The Tintagel Castle Footbridge is a testament to modern engineering and architecture. Commissioned by English Heritage and designed by Ney & Partners in collaboration with William Matthews Associates. Conceptual design began in 2016 and construction took place between 2017 and 2019.

This bridge, located in Cornwall, (England) UK, is part of a mythological backdrop. The legend of King Arthur and the Knights of the Round Table has penetrated into European culture, although its historical existence remains a mystery.

Tintagel Castle, the supposed birthplace of King Arthur, is in fact a 13th century Norman ruin, deliberately built in a style evocative of older times. It is this mixture of fact and fiction, of presence and absence, that makes Tintagel such an evocative site.

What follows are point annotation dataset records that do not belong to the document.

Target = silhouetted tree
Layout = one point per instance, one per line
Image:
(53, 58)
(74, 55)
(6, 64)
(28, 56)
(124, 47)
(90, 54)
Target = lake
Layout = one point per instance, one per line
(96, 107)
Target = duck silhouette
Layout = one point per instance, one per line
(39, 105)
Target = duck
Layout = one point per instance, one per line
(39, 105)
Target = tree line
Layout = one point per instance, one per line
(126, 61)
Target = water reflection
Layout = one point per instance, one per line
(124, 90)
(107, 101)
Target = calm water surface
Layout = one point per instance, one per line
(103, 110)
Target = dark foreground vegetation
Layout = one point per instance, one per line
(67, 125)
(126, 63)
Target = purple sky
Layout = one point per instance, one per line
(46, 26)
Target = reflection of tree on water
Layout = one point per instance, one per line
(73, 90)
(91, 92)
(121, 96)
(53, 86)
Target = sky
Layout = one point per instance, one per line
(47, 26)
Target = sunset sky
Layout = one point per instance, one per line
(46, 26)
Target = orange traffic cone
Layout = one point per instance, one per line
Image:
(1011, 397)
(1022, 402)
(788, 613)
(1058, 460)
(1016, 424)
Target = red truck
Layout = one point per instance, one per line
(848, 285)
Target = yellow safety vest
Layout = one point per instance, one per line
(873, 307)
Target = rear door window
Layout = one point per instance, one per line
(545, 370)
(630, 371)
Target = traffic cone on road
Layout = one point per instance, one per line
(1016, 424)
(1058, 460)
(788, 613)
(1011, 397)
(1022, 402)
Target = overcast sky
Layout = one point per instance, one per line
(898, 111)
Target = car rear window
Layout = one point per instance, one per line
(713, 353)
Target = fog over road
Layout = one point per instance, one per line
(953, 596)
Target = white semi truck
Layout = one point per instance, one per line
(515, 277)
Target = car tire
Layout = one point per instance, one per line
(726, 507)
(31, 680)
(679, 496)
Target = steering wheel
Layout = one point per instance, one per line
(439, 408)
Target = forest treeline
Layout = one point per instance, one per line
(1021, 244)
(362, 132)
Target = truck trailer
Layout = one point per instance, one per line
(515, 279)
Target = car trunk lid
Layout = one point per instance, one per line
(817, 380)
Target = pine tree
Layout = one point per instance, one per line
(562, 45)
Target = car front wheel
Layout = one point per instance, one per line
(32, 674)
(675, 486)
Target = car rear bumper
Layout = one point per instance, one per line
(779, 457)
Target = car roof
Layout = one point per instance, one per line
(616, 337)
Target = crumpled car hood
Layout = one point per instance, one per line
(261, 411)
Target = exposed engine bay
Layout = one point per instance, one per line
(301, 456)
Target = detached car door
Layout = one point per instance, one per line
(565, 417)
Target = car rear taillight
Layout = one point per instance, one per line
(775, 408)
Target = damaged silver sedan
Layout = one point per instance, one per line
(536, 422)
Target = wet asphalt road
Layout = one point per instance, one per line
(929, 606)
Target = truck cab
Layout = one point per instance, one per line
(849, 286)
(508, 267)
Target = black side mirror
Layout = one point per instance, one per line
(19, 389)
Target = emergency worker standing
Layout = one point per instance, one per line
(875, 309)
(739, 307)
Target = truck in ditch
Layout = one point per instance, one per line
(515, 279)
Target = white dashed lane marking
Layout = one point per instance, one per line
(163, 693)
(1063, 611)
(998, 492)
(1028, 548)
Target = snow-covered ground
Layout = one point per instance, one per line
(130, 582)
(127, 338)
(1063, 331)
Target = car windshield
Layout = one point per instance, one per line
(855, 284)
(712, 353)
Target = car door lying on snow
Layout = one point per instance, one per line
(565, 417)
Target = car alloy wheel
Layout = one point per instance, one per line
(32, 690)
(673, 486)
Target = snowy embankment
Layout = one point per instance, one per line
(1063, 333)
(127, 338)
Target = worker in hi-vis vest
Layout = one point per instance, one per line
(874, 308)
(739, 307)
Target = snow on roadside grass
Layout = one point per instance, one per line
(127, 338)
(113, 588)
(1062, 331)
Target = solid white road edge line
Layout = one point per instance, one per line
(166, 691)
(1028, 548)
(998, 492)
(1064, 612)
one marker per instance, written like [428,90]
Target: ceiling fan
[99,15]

The design of the bridge had to comply with the client's requests and the requirements imposed by the location:

• The location is not accessible by motor vehicle
• The bridge must blend in perfectly with its surroundings.
• Minimal impact on the site and archaeological remains
• Step-free access
• Do not include anything that would visually conflict with the ruins

Creative process and technical solutions

Initially, a catenary bridge was considered for its visual elegance. However, this solution presented technical problems, such as the need for significant elevation (remember that steps could not be used) and inadequate flexibility for a site exposed to high winds.

Different models were considered:

Finally, an isostatic solution was chosen; the footbridge is formed by two independent cantilevers that emerge from the rock surface and extend to almost touch each other in the middle.

The characteristics of the bridge are: 

- Bridge width: 2.4 m

- Maximum span: 67 m

- Total length: 67 m

- Total weight: 60 tons

The bridge was built with a cable crane without the need for supports, allowing the construction to advance sequentially into the void from the pillars, without the need for temporary supports.

The use of lightweight materials, such as stainless steel, made it possible to overcome all the limitations we have mentioned. For the construction, 20 tonnes of 2205 duplex stainless steel (UNS S32205) were used along the length of the bridge.